友人は聡明だが、時折幼い子供の様な面も持ち合わせているのだ。
「いや、そうだけどそうじゃなくて。お前は僕に無い思考を持ち合わせているだろう?それは非凡なものだ。そして僕は凡人だ」
私の言葉に友人は何も口を挟まず、聞き続けていた。
「非凡と平凡には越えられない溝がある。でも、それじゃ駄目なんだ。少しでも近くに在りたい。それを成すために、僕はお前を知りたいんだ」
告げた私の言葉は、やはり友人の表情を僅かに曇らせた。
「それは、興味か?」
訝しげに瞳を細めた友人に、私は句を足す。
「違う!君を友人として親愛しているから、知りたいと思っている。興味が僅かにも無いとは言わないが、これは親愛からの願いだ」
私は嘘偽りの無い答えを吐いた。

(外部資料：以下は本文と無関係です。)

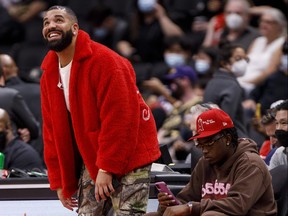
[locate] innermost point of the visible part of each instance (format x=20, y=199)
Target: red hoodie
x=114, y=128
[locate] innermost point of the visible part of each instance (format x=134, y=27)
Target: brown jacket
x=241, y=186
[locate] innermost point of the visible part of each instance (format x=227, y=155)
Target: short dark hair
x=282, y=106
x=234, y=135
x=68, y=10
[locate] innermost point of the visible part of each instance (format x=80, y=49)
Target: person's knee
x=213, y=213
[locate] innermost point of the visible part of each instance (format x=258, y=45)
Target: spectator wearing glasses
x=280, y=157
x=229, y=95
x=230, y=178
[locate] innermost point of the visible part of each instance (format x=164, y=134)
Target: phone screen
x=162, y=187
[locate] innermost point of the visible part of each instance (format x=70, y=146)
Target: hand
x=155, y=85
x=159, y=11
x=68, y=203
x=24, y=134
x=103, y=185
x=179, y=210
x=165, y=201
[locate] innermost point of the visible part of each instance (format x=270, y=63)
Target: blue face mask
x=100, y=32
x=174, y=59
x=2, y=140
x=284, y=63
x=146, y=6
x=202, y=66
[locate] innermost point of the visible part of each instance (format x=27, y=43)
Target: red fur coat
x=114, y=128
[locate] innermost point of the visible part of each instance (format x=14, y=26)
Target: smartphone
x=162, y=187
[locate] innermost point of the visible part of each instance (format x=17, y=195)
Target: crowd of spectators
x=183, y=53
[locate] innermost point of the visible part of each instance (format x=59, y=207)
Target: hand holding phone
x=162, y=187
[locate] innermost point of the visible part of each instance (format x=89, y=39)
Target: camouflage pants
x=131, y=198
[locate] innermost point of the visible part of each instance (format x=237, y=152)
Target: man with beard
x=93, y=112
x=280, y=157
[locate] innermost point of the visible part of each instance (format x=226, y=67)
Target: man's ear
x=75, y=28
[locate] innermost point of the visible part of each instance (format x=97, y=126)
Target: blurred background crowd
x=177, y=48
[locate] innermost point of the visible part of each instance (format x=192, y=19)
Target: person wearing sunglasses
x=229, y=179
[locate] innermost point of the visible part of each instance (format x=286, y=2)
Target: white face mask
x=239, y=68
x=284, y=63
x=202, y=66
x=146, y=6
x=174, y=59
x=234, y=21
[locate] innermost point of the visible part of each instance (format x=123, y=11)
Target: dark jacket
x=22, y=156
x=20, y=114
x=31, y=95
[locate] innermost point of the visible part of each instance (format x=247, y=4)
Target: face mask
x=282, y=137
x=146, y=6
x=239, y=68
x=2, y=140
x=234, y=21
x=284, y=63
x=100, y=32
x=174, y=59
x=202, y=66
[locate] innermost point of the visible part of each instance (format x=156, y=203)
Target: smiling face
x=59, y=29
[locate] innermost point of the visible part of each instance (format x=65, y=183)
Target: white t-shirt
x=64, y=79
x=260, y=57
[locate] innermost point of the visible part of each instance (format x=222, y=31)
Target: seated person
x=18, y=154
x=230, y=178
x=280, y=157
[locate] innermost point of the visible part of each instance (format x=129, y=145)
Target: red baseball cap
x=211, y=122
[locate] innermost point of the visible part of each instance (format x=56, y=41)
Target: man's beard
x=59, y=45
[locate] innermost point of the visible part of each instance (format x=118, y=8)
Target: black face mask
x=2, y=140
x=282, y=137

情があるから、願い望むのだ。
愛するものを知りたいと願う欲は、止めどないものである。
だが、友の声は何処か冷めて聞こえた。
「親愛ねえ。愛。それって本当に愛なのかな?」
怒りではない。けれど遠い距離を感じる友人の声と雰囲気に、私は呑まれないよう堪える。
「君は、恋と愛の違いってなんだと思う?」
唐突な恋愛の問いに、今度は私が無垢な疑問を浮かべてしまう。
恋と愛の違い?愛はまだ話の流れとして分かるが、恋など無関係な問いだろう。
「恋は、浮かれた思考になってしまうものだな。判断力が鈍るものだ」
唸り答える私の二の句を、友人は静かに待つ。
「愛は理解したい気持ちが芽生え、近くに在りたいと願うものか?」
私なりに悩み答えた言葉に、友人は酷い呆れの表情を浮かべていた。
「なんだ、言いたい事があるなら言え。悪かったな、僕みたいな凡人にはこれくらいしか言えないんだよ」
矢継ぎ早に私が言葉を発すると、友人は紅茶を一口味わい言葉を返す。
「私は恋と愛の違いを問うたのだが、それはどちらも恋だろう」
溜め息一つ溢しそうな友人に、私は静かに答えを待った。